I am trying to use the pool class in multiprocessing module in python to do some data wrangling over a pandas data frame in parallel (code mentioned under 'Main code' heading below). The problem is my code gets stuck and does not finish running however small an input data frame (even as small as 10 rows) I provide to it. I also tried to run a simple example code (code mentioned under 'Pool example' heading below) and even that doesn't run.

Here is a detailed description of what i am trying to do in the code below: I have an indices dataframe which has 10 columns and 650K rows.
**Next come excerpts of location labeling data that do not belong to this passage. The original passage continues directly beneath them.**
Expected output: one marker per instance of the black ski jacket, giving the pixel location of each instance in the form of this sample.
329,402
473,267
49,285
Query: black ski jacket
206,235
The idea is to take the 10 values in each row of indices dataframe and for rows with those indexes from a target dataframe 'traindat', take a mean of a few of its columns . I have to do this for all rows of indices dataframe (650K).

Main code:

from multiprocessing import Pool
def func(x,i):
    dftmp=traindat.iloc[x,4:28].mean()
    return pd.DataFrame(dftmp).transpose()

pool = mp.Pool(processes=3)
new_rows = pool.map(func, [(row,idx) for idx,row in indices.iterrows()])
pool.close()
pool.join()
data_all_new = pd.concat(new_rows)

Since this code wouldn't run, I also tried the following simple code to see if pool runs at all for me. And it doesn't. Pool example:

import sys
sys.modules['__main__'].__file__ = 'ipython'
from multiprocessing import Pool
def f(x):
    return x*x

if __name__ == '__main__':
    p = Pool(5)
    print(p.map(f, [1, 2, 3]))

I don't get any errors in my code. It simply gets stuck and doesn't finish running. Please help me if you understand this issue.

Edit: I later realized the issue only happens in Windows. So editing the question to include that.

  • why are you changing the module file? that breaks pickling, also `DataFrame.iterrows` is **really slow**, avoid it if you can! – Sam Mason Jun 29 '19 at 15:16
  • see https://stackoverflow.com/a/54219990/1358308 where I go from ~1 second with `iterrows` to ~2ms by using other things when processing 10k rows – Sam Mason Jun 29 '19 at 15:17
  • Thanks Sam! I edited the module based on my interpretation of this post: [https://stackoverflow.com/questions/34086112/python-multiprocessing-pool-stuck]. Neither the 'main code' nor the 'example code' run even if I don't modify the pool file. I would certainly try what you've mentioned about iterrows but I need to solve the more fundamental problems since even the 'example code' doesn't finish running. I think the problem might be related to the multiprocessing module installation on my system too. – Nagesh Rathi Jul 01 '19 at 15:16
  • might be worth using something other than a jupyter notebook, as that answer points out it kind of breaks things in subtle ways. if you are, I'd suggest editing the question and adding `jupyter-notebook` as a tag. also, I hope you're doing much more that your `func` does, you can do that sort of thing in numpy very efficiently, `np.mean(x[:,4:28], axis=1)[:,None]` where `x` is a 1M by 30 element matrix takes ~25ms for me. – Sam Mason Jul 01 '19 at 17:59
  • Essentially I have to calculate mean of 24 columns of a data frame (traindat) for 10 of its rows at time. I get the index of these '10 rows of traindat' from each row of a data frame that I am calling 'indices' above (it has 10 columns). I have to repeat this operation for all of the 650K rows of 'indices' data frame. – Nagesh Rathi Jul 02 '19 at 17:40
  • Does this answer your question? [python multiprocess don't finish properly](https://stackoverflow.com/questions/13395636/python-multiprocess-dont-finish-properly) – P_Sta May 11 '21 at 20:42

1 Answers1

0

I realized this is a duplicate question late with the help of a colleague. Posting link to the original question and answer in case someone stumbles upon this: Basic parallel python program freezes on Windows

Seems like this is an issue related to IDE not configured properly.